For me, this blog put in words the way I feel and have felt about my son receiving a diagnosis. He's always been different and had difficulties, but it was never suggested to us that he might have a diagnosis. It wasn't until he was 8 and at a new school that any suggested anything. While the thought of testing for 'something' was a bit daunting at first, it was really only for about a split-second that I felt that way. In filling out all the questionnaires and surveys, I found myself hoping that he 'had' something that would explain his behaviors. The only reason I felt that way was that we were at a loss as to how to help him. He wasn't responding to anything that we (his parents) or the school were trying. When the testing came back confirming that he has Asperger's, I was relieved. It gave us an entire new direction in which to go to help him. Now, in situations that require it of me, I tend to not focus on the negatives and only on what is positive and helpful. That's not to say I haven't had my moments where the feelings of 'doom and gloom' crop up and I think of the negatives, but I honestly feel if I let that take over my outlook, my son is going to suffer. The way we are approaching things is much the way we approach things with our nt daughter, we are not going to get caught up in the negatives and maybes and we WILL do everything we can to help our kids be successful. My son is now 10 1/2 and for him, the progress he has made is not enough. He has many moments where he says out loud that he wishes he didn't 'have Asperger's'... And I know that he'll always feel that to some extent, but I feel its my job to keep pointing him in the right direction and showing him the light, so to speak. Only time will tell where he falls in the AS mix, but if I don't remain positive, how can he?

Polly Kahl said...

Points well taken, Kanani. It would've been better if I'd said that the diagnositci criteria is available to anyone, and there is additional testing as well. Personally I think the diagnostic criteria is great but additional testing is even better.
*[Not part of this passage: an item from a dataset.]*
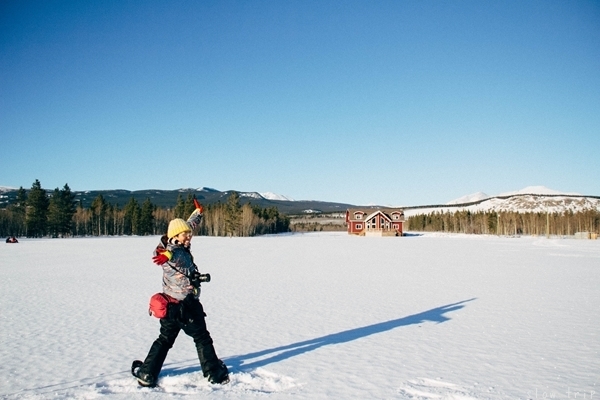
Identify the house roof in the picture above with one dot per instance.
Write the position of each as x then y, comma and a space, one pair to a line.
370, 212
About the paternalism toward John, I don't think anyone needs to take care of him or defend him. He can take care of himself. I do think Samwich would appear more credible if s/he would state who they are and what their experiences or qualifications with AS are, instead of just showing up once ion a while to post an argumentative comment. In this case it's turned into some productive discussion, but that isn't always the case.

Kanani said...

Hey Polly,
I'm fine with Samwick's anonymity. Not everyone wants to come out, and I just think of him as Samwick. He doesn't have to state his credentials or whether or not he has a relative with Asperger's or if he/she is one him or herself. Samwick is just Samwick, no need for him/her to be anything else.

All this "stuff" gets kicked around by John and the rest of us to think about.

John, what I was saying is that in the process of writing, it's possible that you throw out ideas as a means to come to a conclusive way on how to modify your views and present them.

But thanks for giving everyone something to think about and respond to.

Samwick said...

"I do think Samwich would appear more credible"

I have zero interest in seeking the approval of strangers. If the anonymity bothers you, that's completely fine. Understandable. But you have two options: you can either address the issues being discussed. Or, you can pretend that my anonymity is a barrier to the discussion.

My sense: I'm either making valid points or I'm not. If you disagree, say why. That's discussion. Focusing on side-issues: that's avoidance.

Samwick said...

You know, Polly Kahl, if you're wanting to know if I have Asperger's Syndrome, you could just ask directly.